Circling around this ideal leading duo, dressed in cinematic black-and-white, is a wise-ass film producer (Kurt Schreibmayer), a glorious secondary buffo couple consisting of an American type-writing secretary (Johanna Arrouas) and an exiled barber from Ottakring (Boris Eder), as well as five gentlemen who substitute for the chorus and call themselves the “Hollywood Harmonists.”
There is constant movement, and hardly a moment to think. Because there are always new film clips projected into the giant screen behind the art deco frame that Sam Madwar has constructed. The sets are cartoons, and they move around and around in an almost grotesque way, whirling everything together: from fake movie posters, fake stars, action sequences. There are characters running around “live” in their underwear on the stage, while above there is a filmic hunt for the diva’s diamonds, with the wicked ex-lover of Gloria Mills as the perfect villain. It’s perfect slapstick, served up with perfection. Because director Peter Lund knows his craft, and he has watched closely what Barrie Kosky has done at the Komische Oper Berlin with his various operetta revivals.
Lund knows when he has to re-write a scene, shorten is, stretch it, update it. And it works marvelously well.

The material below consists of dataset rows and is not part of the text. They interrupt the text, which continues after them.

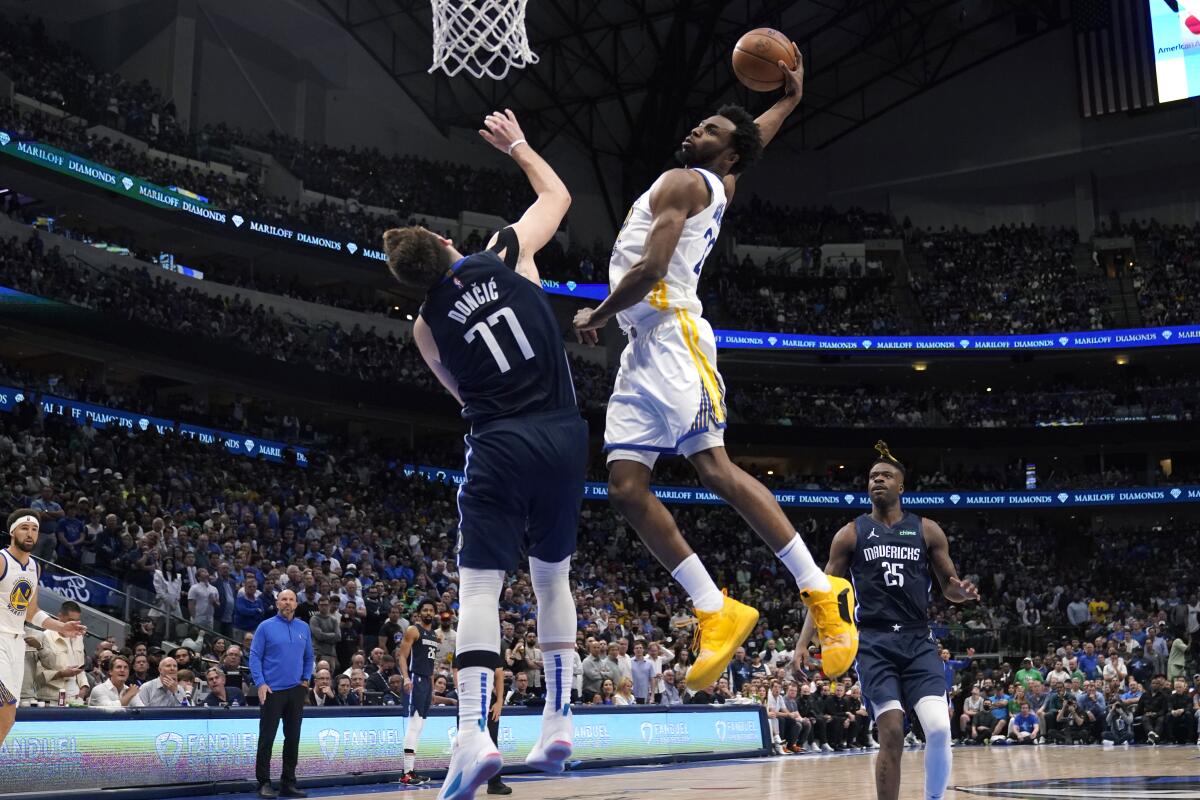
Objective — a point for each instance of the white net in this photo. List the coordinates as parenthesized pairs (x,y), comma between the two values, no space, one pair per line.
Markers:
(485,37)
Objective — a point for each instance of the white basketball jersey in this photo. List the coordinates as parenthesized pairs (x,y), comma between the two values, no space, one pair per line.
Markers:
(17,588)
(678,289)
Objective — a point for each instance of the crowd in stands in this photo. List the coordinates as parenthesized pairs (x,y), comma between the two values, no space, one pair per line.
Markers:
(1013,278)
(1167,274)
(208,539)
(861,405)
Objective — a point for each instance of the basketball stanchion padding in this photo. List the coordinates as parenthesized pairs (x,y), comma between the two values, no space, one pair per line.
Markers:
(485,37)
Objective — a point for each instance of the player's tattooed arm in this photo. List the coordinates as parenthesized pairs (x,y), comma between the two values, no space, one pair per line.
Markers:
(429,349)
(939,548)
(682,193)
(841,552)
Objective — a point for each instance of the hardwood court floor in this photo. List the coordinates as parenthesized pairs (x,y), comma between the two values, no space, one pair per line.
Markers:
(1141,771)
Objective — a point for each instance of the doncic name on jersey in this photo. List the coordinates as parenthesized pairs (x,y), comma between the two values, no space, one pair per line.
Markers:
(472,299)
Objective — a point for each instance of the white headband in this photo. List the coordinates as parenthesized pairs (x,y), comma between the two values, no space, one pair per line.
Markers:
(22,521)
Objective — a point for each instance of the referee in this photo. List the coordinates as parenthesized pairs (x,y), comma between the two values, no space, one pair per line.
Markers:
(281,663)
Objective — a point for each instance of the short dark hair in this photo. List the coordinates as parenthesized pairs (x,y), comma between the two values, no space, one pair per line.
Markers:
(883,456)
(22,512)
(745,139)
(414,250)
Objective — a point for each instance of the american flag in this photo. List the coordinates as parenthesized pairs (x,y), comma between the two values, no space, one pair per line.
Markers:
(1114,55)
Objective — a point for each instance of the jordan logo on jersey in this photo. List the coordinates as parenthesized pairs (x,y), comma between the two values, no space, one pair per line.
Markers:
(18,599)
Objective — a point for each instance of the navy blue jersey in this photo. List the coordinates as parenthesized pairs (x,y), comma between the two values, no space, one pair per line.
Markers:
(891,572)
(424,654)
(498,337)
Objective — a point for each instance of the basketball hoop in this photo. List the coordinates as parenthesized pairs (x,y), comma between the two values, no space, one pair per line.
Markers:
(485,37)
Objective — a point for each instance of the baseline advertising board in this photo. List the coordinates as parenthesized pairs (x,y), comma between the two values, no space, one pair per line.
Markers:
(84,751)
(244,220)
(102,416)
(797,498)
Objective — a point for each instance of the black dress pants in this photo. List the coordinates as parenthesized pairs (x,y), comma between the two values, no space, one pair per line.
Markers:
(288,705)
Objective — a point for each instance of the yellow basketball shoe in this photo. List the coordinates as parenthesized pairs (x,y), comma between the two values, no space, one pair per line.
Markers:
(718,635)
(834,615)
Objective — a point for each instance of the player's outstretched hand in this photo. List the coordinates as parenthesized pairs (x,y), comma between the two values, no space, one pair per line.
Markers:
(501,130)
(72,629)
(587,324)
(793,79)
(960,591)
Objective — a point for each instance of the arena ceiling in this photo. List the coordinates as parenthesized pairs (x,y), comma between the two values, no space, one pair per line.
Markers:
(623,77)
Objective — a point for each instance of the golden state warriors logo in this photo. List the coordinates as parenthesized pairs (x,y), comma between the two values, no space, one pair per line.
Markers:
(22,593)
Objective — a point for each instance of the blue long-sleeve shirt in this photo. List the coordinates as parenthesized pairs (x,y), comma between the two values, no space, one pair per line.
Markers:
(281,654)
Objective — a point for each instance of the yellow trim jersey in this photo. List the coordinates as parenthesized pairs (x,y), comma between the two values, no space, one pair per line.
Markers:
(677,292)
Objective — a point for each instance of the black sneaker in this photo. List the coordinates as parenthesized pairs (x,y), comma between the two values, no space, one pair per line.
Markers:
(414,779)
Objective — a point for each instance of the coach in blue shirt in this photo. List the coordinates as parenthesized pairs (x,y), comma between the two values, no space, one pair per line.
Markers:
(281,663)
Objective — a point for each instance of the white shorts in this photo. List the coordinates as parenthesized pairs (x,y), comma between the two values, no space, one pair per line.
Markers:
(669,397)
(12,667)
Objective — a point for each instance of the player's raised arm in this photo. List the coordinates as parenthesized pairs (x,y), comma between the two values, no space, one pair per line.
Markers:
(771,120)
(953,589)
(540,221)
(841,551)
(681,193)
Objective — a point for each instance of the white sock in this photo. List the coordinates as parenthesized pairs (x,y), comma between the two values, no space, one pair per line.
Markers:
(558,666)
(934,715)
(474,695)
(796,557)
(699,584)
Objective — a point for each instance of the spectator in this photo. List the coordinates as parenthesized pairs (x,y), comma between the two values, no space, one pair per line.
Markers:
(114,692)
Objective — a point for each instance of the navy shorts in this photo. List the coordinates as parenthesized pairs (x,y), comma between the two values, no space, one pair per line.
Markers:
(899,667)
(523,489)
(420,698)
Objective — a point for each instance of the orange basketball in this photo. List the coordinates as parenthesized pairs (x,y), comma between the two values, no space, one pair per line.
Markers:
(756,59)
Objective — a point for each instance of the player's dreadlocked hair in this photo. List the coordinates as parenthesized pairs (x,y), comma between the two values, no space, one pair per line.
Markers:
(747,138)
(414,253)
(886,457)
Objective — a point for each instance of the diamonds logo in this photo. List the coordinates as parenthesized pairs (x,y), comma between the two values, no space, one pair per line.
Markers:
(329,739)
(169,747)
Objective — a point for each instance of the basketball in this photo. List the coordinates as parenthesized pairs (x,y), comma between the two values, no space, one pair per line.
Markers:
(756,59)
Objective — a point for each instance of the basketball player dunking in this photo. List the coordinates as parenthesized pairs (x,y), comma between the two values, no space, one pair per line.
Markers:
(669,397)
(418,654)
(889,554)
(18,593)
(489,334)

You could argue that this witty, intelligent, entertaining and banal new Axel an der Himmelstür is even better than the original: a glorious modern musical based on an equally glorious musical comedy from 1936. Is there any chance that this show will also conquer Berlin sometime soon, maybe with Dagmar Manzel as the “Kinostar, Sehnsucht tausender Mädchen” (“cinema star, the idol of thousands of girls”)? If I were her, I’d recommend warming up, vocally, for this rediscovered blockbuster, just to be ready.